Scholarly literature also supports the idea that gender influences capital punishment outcomes. David Niven argues that gender bias exists in death penalty cases, demonstrating that male defendants are far more likely to face death sentences than female defendants. Niven supports this claim by analyzing over 14,000 Texas cases and finding that prosecutors sought the death penalty significantly more often in cases involving male defendants than female defendants (Niven 1). This is also due to the implicit violent natures of men that the media pushes onto the defendants, it is much easier to believe (especially in these southern states) that men are capable of committing violent crimes more than women are (Niven 3). This evidence is important because it provides empirical confirmation that gender disparities are not simply random but are embedded in prosecutorial practices and legal decision-making.
Other research suggests that gender disparities in capital punishment intersect with stereotypical structural biases within the criminal justice system. Baldus et al. argues that death sentencing outcomes are significantly influenced by institutional factors (local legal structures) rather than purely focusing in on the severity of the crime (Baldus et al. 4). Along those lines, authors Keys and Maratea highlight how systemic biases within capital punishment law, including the legacy of McCleskey v. Kemp, have made it difficult to challenge unequal sentencing outcomes, allowing disparities based on race, class, and other social factors to persist (Keys and Maratea 1). Essentially in the McCleskey v. Kemp case it was extremely difficult to overturn or contest potential biases within case law, making those that are challenging these inequalities apply a large amount of effort, with often little reward (Keys and Maratea 1).
Collectively, through our visualization and secondary literary sources, it is indicitative that gender considerably influences death penalty outcomes in the United States. Male defendants are overwhelmingly more likely to be executed than female defendants, suggesting that social perceptions of gender, prosecutorial decision-making, and structural legal biases all contribute to the unequal application of capital punishment.
Geographical Clustering of Executions in the United States
Across each ten-year period shown in the execution states visualization, Texas consistently records the highest number of executions among U.S. states. In the earlier period (around 1977–1987), Texas already led other states, though the gap between Texas and states such as Florida, Louisiana, and Georgia was small, Texas has impressively never lost its lead in the most executions within a state.
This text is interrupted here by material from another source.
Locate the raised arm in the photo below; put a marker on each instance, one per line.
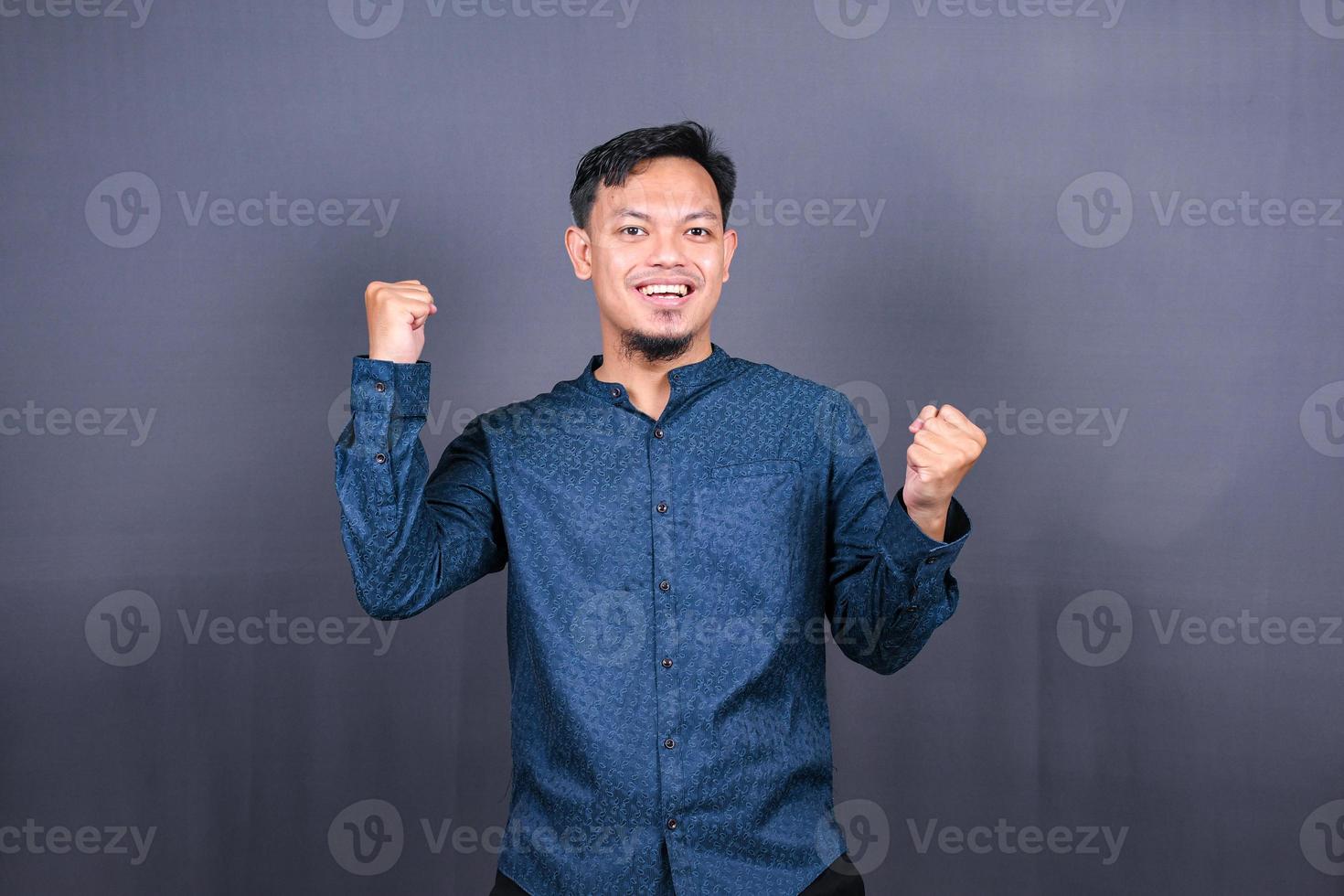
(411, 539)
(890, 583)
In the later years, specifically the second and third periods (1987-2007), Texas had a noticeable difference from other states. Florida’s count has decreased to 4th place and other southern states began paling in comparison to the numbers that Texas was putting up. This difference between states has becomes much larger in the later period (around 2007–2016). Expectingly, Texas’s execution count rises dramatically, while most states remain far lower. After reviewing our secondary sources it is evident that this is due to the political environment and support Texas has received from its people, contrasting the opinion of other citizens in their respective states (Anderson 5). This pattern indicates that Texas applies the death penalty more frequently than other states, showing strong regional variation in capital punishment practices within the United States.